Appellants also argue that the district court abused its discretion by denying class members discovery into the settlement negotiations in order to discover "the details of any agreement between class counsel and Carcione/Tanke to divide attorneys' fees." However, this discovery request was not made before the district court and thus has been waived. See Broad v. Sealaska Corp., 85 F.3d 422, 430 (9th Cir. 1996), cert. denied, 117 S. Ct. 768 (1997) (holding that the appellate court will not generally hear an issue raised for the first time on appeal).
Appellants offer nothing more than speculation about what damages "might have been" won had they prevailed at trial. This court has aptly held that "it is the very uncertainty of outcome in litigation and avoidance of wasteful and expensive litigation that induce consensual settlements.

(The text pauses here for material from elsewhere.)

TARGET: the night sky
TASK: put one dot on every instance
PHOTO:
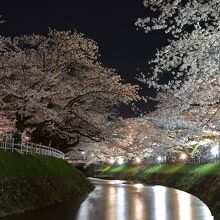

The proposed settlement is not to be judged against a hypothetical or speculative measure of what might have been achieved by the negotiators." Officers for Justice v. Civil Serv. Comm'n, 688 F.2d at 625 (emphasis in original). Thus, "the very essence of a settlement is compromise, `a yielding of absolutes and an abandoning of highest hopes.' " Id. at 624 (citations omitted). As the Second Circuit has pointed out: "The fact that a proposed settlement may only amount to a fraction of the potential recovery does not, in and of itself, mean that the proposed settlement is grossly inadequate and should be disapproved." City of Detroit v. Grinnell Corp., 495 F.2d 448, 455 n. 2 (2nd Cir. 1974), overruling on other grounds recognized by U.S. Football League v. Nat'l Football League, 887 F.2d 408, 415 (2nd Cir. 1989).
Appellants also argue that the district court abused its discretion by denying plaintiffs the right to opt-out of the monetary relief portion of the settlement. However, appellants provide no reason why the district court should have allowed class members to opt-out. This court has held that the option to opt-out is discretionary in cases, like this one, brought under Rule 23(b)(2). See Crawford, 37 F.3d at 487 n. 2 (noting that Rule 23(b)(2) does not require the option to opt-out but a court in its discretion may provide one).
Appellants' final argument is that the district court erred by failing to make findings of fact regarding the objections to the class settlement. This court has held that a district court need not respond to objections with findings of fact and conclusions of law if the court "provide[s] a reasoned response elsewhere in the record." In re Pacific Enterprises Sec. Lit., 47 F.3d 373, 377 (9th Cir. 1995). In In re Pacific Enterprises, this court held that a district judge satisfied this procedural requirement even though he stated in conclusory fashion that the settlement was "fair, reasonable and adequate" where the record reflected that the judge held an extensive hearing where he responded to objections. Id.
In this case the district judge held a fairness hearing, to which he invited all objectors, and responded to the objections raised. In addition, the district judge outlined those objections, gave his responses, and stated why he believed the settlement to be fair, reasonable, and adequate in a 16-page Order and a 7-page Judgment. There is no merit to the argument that the district judge failed to provide a reasoned response to the objections raised.
We affirm the district court's judgment certifying the class and settlement in this case. There is no per se rule that the continued participation by previous class counsel, whose conflict of interest led the district court previously to deny class certification, constitutes inadequate representation under Rule 23(a). In all other respects, the vague, conclusory, and often unsupported arguments of appellants provide no basis for holding that the district court abused its discretion.